Toronto relieved as fest bows ‘Barbarian’

City to welcome celebs like Cage, Kidman, Altman

TORONTO — Toronto, which has had a tough year due to the SARS epidemic, is poised to bounce back to life, thanks to the Toronto Film Festival, which starts today.

Many in Canada’s largest city figure the fest, which literally takes over the town during its 10-day-run, will help rejuvenate the city and send out the message that Toronto is finally over SARS.

All indications are that the festival is in fine form — a few months back, it seemed possible the event would be nixed or scaled back due to the health emergency, but, if anything, the fest looks to be attracting more high-profile pics and guests than ever before.

A partial guest list released Wednesday includes Anthony Hopkins, Nicole Kidman, Nicolas Cage, Gus Van Sant, Jane Campion, Joel Schumacher, Jonathan Demme, Robert Benton and Robert Altman.

Others include Gary Sinise, Samira Makhmalbaf, Joan Cusack, John Sayles, Richard Curtis, Amos Gitai, Gong Li, Katie Holmes, Emmanuelle Beart, Jerry Bruckheimer, Ridley Scott, Naomi Watts, Benicio Del Toro, Sean Penn, Omar Sharif, Denzel Washington and Isabella Rossellini.

The festival kicks off tonight with the first screening in English-speaking North America of Montreal auteur Denys Arcand’s “The Barbarian Invasions,” a double prize-winner at this year’s Cannes Film Festival. The French-language comic drama about a group of aging baby boomers, which Miramax is set to launch across North America later this fall, is already a major hit on its home turf of Quebec. It has rung up more than C$5 million ($3.6 million) since its bow in May.

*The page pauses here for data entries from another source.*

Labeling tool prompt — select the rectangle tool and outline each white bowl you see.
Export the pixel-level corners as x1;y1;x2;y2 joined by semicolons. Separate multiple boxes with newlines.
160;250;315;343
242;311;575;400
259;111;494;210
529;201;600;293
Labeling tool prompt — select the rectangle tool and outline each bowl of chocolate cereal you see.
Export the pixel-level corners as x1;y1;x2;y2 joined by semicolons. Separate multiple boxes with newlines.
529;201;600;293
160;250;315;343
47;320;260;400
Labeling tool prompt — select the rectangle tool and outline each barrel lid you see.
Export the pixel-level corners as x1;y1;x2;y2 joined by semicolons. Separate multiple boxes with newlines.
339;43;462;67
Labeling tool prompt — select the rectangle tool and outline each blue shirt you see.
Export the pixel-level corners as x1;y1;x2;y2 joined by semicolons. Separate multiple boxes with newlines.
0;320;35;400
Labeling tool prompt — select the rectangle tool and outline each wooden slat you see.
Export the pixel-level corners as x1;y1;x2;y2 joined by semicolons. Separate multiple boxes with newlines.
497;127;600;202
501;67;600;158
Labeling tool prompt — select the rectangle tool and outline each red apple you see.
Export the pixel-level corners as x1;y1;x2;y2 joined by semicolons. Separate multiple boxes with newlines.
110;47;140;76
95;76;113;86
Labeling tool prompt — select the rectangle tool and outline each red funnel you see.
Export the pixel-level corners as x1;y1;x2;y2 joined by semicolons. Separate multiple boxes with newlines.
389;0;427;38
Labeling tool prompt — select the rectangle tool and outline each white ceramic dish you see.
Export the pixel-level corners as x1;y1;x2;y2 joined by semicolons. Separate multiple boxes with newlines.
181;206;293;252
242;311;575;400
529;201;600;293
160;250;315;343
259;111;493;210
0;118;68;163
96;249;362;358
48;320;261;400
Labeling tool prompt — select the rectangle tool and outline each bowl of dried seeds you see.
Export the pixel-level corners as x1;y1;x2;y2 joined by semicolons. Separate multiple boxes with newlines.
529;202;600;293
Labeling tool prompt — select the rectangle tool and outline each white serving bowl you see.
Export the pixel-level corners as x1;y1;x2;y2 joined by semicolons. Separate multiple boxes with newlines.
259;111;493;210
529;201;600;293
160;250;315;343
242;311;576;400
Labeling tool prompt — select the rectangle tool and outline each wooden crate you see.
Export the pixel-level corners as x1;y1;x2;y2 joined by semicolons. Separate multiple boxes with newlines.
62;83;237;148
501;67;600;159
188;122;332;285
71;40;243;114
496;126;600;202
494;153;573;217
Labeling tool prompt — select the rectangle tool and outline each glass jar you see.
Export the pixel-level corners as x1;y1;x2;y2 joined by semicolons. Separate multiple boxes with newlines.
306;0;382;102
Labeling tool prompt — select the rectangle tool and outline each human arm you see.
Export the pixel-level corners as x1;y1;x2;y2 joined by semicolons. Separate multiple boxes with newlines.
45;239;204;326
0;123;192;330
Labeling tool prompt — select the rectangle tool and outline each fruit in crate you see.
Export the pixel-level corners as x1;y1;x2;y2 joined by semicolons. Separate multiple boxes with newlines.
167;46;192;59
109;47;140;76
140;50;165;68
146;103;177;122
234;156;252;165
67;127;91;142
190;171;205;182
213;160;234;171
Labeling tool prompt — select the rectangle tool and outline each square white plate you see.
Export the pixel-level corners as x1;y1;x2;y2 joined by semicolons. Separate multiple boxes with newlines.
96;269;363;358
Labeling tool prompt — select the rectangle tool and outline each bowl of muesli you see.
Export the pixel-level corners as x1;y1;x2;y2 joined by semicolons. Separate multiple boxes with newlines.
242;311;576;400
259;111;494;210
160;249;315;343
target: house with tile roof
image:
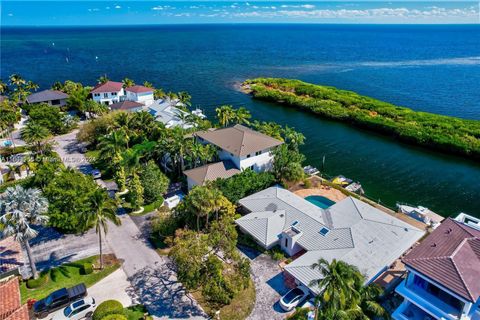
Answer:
[125,85,155,106]
[90,81,125,105]
[392,217,480,320]
[184,124,283,189]
[0,278,30,320]
[235,187,424,295]
[27,90,68,106]
[0,237,25,279]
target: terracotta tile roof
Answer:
[27,90,68,103]
[184,161,240,186]
[0,278,22,320]
[90,81,123,93]
[0,237,24,274]
[125,85,153,93]
[5,304,30,320]
[196,124,283,157]
[402,218,480,301]
[109,100,143,110]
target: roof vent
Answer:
[319,227,330,237]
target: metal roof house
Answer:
[184,124,283,189]
[27,90,68,106]
[392,218,480,320]
[236,187,424,294]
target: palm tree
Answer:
[85,188,121,269]
[97,74,110,84]
[234,107,252,124]
[21,121,50,154]
[215,106,235,127]
[8,73,26,88]
[0,186,48,278]
[0,80,8,94]
[310,258,365,310]
[122,78,135,88]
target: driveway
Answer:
[106,215,207,319]
[54,129,93,174]
[239,247,288,320]
[88,268,135,307]
[30,227,111,270]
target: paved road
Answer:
[107,215,207,319]
[240,247,288,320]
[88,268,135,307]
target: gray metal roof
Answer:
[236,187,424,292]
[27,90,68,103]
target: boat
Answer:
[397,203,444,229]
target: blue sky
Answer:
[0,0,480,26]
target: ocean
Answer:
[0,24,480,217]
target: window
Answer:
[320,227,330,237]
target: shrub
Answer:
[102,310,128,320]
[27,276,48,289]
[92,300,125,320]
[82,262,93,275]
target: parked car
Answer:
[280,286,310,311]
[91,169,102,179]
[33,283,87,318]
[52,297,97,320]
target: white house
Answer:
[125,85,155,106]
[184,125,283,188]
[90,81,125,105]
[235,187,424,295]
[392,217,480,320]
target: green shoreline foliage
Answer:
[243,78,480,160]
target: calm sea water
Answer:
[0,25,480,216]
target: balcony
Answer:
[395,280,461,320]
[392,301,435,320]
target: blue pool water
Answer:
[305,196,335,209]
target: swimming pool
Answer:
[305,196,335,209]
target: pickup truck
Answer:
[33,283,87,319]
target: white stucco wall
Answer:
[92,88,125,104]
[126,91,154,106]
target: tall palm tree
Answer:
[0,80,8,94]
[215,105,235,127]
[8,73,26,88]
[85,188,121,269]
[21,121,51,154]
[311,258,365,310]
[122,78,135,88]
[0,186,48,278]
[234,107,252,124]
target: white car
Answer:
[280,286,310,311]
[52,297,97,320]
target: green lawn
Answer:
[20,256,120,303]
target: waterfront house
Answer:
[392,218,480,320]
[184,124,283,189]
[148,98,206,129]
[90,81,125,105]
[125,85,155,106]
[235,187,424,295]
[27,90,68,107]
[108,100,144,112]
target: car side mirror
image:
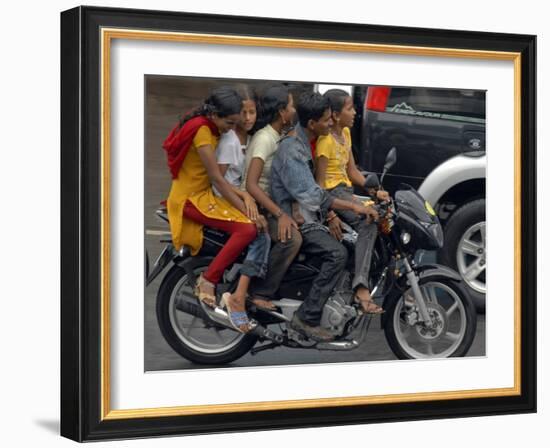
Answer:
[380,146,397,183]
[384,146,397,172]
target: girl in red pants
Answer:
[163,87,264,333]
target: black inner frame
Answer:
[61,7,537,441]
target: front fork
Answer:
[403,257,432,327]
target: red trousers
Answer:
[183,201,257,284]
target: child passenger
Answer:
[163,87,257,333]
[214,85,271,316]
[315,89,389,314]
[241,85,302,309]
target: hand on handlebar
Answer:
[376,190,391,202]
[353,203,379,221]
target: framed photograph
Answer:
[61,7,537,441]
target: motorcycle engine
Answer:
[321,293,357,335]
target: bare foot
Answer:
[250,297,277,311]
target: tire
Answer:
[157,265,258,365]
[384,276,477,359]
[439,199,486,313]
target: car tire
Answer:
[438,199,486,313]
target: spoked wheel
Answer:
[157,265,257,364]
[385,278,477,359]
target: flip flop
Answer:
[221,292,255,334]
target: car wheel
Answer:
[439,199,487,312]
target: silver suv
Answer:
[418,151,486,311]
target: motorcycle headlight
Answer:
[424,201,435,216]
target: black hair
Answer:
[180,86,243,127]
[323,89,350,112]
[256,84,290,129]
[296,92,330,128]
[235,84,259,103]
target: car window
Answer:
[386,87,485,123]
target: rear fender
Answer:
[145,243,180,286]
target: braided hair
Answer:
[179,86,243,128]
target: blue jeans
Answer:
[241,232,271,278]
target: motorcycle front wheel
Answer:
[384,277,477,359]
[157,265,257,365]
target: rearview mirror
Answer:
[380,146,397,183]
[384,146,397,173]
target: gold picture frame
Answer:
[61,7,536,441]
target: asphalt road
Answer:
[144,234,485,371]
[144,76,485,371]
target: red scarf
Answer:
[162,115,219,179]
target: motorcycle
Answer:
[146,148,477,365]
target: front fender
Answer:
[416,263,462,282]
[381,263,463,328]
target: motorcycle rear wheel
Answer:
[384,277,477,359]
[156,265,257,365]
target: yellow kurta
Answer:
[315,128,351,190]
[167,126,252,255]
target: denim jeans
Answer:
[296,229,348,327]
[249,215,302,298]
[329,184,378,290]
[241,232,271,278]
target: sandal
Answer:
[194,273,216,308]
[221,292,255,333]
[248,297,277,311]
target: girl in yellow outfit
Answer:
[315,89,389,314]
[163,87,266,332]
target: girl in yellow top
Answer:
[315,89,389,314]
[163,87,266,332]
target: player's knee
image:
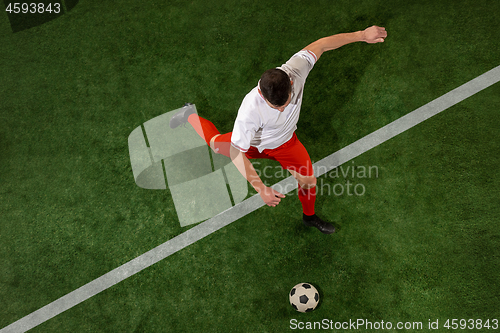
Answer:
[300,176,317,190]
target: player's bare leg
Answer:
[210,134,222,154]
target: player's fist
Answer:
[259,186,285,207]
[363,25,387,44]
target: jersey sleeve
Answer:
[282,50,318,79]
[231,113,259,153]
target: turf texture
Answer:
[0,0,500,332]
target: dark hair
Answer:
[260,68,292,106]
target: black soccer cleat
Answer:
[170,103,196,128]
[303,214,335,234]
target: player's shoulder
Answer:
[279,49,317,79]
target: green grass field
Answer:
[0,0,500,332]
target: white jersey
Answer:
[231,50,317,153]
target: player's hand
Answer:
[259,186,285,207]
[363,25,387,44]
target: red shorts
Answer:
[214,132,314,176]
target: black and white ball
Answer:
[289,283,319,312]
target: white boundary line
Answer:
[0,66,500,333]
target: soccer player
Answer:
[170,26,387,234]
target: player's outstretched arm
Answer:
[229,145,285,207]
[304,25,387,59]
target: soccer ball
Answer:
[290,283,319,312]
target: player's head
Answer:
[259,68,292,107]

Toronto starts screening in earnest Friday, with a lineup that includes gala presentations of Scott’s “Matchstick Men” with Cage, Sam Rockwell and Alison Lohman, and French helmer Jean-Paul Rappeneau’s “Bon Voyage,” starring Isabelle Adjani, Gerard Depardieu and Virginie Ledoyen.

Last year’s edition was marked by media grumbling about overbooked screenings, and fest organizers say they have remedied the problem by adding extra industry screenings. In addition, the fest has kept certain theaters free in order to quickly book additional screenings for films generating media and industry heat.